Lorenzo Bizzi leads study abroad trips with his students from the Business Honors Program and his capstone course to destinations such as Europe and East Asia, and he sees how exposure to the global business world enriches each students’ college experience. Bizzi is the Cal State Fullerton Mihaylo College of Business and Economics Business Honors program director, and he considers this role one of his greatest accomplishments.

As an assistant professor of management for the past seven years, he has taught MGMT 449, the capstone course for management undergrads. Bizzi earned his Ph.D. at HEC Montreal and completed his undergraduate and graduate degrees in his native Italy. I asked him to share his advice for students:

What do employers say is the most important strengths for a potential candidate?

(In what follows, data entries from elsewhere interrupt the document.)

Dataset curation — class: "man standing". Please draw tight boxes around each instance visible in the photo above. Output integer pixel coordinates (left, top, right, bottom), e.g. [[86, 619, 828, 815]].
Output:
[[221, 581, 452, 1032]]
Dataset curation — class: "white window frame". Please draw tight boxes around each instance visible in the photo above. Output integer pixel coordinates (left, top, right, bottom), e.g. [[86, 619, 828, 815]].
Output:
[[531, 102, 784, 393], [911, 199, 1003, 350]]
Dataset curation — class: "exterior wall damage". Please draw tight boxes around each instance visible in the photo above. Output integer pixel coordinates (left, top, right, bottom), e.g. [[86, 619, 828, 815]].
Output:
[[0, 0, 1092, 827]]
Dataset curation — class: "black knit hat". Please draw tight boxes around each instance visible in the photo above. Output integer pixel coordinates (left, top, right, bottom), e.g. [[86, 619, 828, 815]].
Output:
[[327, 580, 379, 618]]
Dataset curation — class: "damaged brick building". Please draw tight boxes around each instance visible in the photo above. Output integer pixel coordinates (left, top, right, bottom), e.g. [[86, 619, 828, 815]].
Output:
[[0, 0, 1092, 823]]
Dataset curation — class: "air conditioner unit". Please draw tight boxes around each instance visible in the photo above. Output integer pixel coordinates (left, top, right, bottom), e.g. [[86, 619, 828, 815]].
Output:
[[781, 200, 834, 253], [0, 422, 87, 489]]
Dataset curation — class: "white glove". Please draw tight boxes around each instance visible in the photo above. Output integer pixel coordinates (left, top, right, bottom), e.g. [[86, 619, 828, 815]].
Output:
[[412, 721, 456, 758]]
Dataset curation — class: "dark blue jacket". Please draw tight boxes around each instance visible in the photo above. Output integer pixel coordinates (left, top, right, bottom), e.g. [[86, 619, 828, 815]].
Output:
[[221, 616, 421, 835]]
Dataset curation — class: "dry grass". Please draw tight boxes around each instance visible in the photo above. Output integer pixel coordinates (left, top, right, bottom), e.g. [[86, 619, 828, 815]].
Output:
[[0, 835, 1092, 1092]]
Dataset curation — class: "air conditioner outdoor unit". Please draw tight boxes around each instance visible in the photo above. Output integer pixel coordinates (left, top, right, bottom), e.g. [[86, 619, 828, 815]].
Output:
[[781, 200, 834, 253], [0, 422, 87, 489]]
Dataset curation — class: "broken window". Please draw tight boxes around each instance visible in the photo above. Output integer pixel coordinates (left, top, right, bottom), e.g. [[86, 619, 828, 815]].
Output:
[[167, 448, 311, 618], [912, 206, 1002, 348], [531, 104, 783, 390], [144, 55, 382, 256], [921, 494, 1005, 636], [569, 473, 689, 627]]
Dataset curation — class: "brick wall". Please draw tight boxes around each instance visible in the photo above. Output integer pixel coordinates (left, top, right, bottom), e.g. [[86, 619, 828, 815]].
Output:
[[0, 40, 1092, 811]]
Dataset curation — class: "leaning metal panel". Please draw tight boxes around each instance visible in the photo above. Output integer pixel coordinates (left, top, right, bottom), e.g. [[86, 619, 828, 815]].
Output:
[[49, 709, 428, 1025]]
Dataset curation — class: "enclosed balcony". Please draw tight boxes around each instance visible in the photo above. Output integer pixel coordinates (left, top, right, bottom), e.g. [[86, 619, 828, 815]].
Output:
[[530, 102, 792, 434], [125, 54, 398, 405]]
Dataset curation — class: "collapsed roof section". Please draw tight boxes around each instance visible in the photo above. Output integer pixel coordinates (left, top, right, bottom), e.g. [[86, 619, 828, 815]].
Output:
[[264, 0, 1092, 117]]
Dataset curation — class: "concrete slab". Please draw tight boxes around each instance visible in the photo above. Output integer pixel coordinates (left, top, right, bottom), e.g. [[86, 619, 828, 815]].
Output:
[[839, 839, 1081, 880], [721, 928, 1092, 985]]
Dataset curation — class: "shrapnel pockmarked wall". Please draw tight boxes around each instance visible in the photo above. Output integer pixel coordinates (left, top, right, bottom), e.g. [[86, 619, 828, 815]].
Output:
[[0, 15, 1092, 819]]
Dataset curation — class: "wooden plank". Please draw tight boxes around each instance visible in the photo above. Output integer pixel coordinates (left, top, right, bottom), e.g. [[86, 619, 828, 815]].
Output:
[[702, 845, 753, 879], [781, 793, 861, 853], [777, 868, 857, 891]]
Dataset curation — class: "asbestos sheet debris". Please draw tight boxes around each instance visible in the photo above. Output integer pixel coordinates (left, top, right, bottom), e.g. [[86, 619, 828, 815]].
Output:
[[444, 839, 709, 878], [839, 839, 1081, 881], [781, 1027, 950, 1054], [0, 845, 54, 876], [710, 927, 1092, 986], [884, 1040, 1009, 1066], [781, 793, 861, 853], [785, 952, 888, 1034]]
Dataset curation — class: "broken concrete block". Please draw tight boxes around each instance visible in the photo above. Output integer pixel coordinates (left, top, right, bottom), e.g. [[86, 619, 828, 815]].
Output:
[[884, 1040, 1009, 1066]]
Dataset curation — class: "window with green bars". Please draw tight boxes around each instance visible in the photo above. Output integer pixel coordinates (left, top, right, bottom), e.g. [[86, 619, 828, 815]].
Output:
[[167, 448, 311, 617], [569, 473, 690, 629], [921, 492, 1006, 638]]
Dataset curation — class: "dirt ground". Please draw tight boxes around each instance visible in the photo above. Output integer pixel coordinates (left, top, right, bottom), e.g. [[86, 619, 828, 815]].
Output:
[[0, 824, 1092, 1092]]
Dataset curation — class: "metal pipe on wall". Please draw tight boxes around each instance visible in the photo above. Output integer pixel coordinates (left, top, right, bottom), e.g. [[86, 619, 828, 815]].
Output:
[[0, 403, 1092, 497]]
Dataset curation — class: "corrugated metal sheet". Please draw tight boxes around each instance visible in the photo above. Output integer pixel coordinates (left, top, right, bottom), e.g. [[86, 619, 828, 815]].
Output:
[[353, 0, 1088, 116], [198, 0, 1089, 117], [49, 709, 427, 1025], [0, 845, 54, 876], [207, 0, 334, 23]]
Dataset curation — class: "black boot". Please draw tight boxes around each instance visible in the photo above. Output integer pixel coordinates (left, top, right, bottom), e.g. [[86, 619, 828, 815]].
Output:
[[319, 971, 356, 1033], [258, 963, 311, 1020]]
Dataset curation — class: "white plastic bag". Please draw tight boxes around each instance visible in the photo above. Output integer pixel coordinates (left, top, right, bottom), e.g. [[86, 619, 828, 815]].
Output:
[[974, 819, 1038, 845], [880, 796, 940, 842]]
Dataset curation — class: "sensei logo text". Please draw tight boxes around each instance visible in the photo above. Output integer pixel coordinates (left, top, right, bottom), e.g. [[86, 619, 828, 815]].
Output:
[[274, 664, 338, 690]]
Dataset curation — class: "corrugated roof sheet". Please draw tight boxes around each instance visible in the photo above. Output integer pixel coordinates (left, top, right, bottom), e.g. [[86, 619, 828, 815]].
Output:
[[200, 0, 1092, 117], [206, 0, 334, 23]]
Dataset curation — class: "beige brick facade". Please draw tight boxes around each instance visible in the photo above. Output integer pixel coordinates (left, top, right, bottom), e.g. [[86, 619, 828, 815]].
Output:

Technical knowledge is not all that important. When Goldman Sachs came for a meeting with Business Honors, they said they will teach you the skills you need. You need to study finance because it signals the motivation that you will need on the job, but they won’t expect you to explain certain models. Motivation is a bigger factor.

What strength is essential for an exceptional employee?

I know what employers want, which is how I design my courses. Employers want to see you have taken classes that make you think. Concepts are important, but you really will forget them. You have to make students thirsty for knowledge, which Einstein used to say “Education is not about feeding people concepts, it is about making them hungry.”

What are the most important areas first-year students should focus on other than academics?

You should enrich your social bonds as much as possible. It is extremely important, not just because of the social element for emotional support, but because the relationships you build in college last a lifetime. Those people in your class will make a big name for themselves, and if you stay close with them, it will be very beneficial in your future. Lots of folks don’t believe that is true, because some say that friends stay together now, but we’ll all go our separate ways; however, our alumni network is strong because people will always remember their college experience as positive.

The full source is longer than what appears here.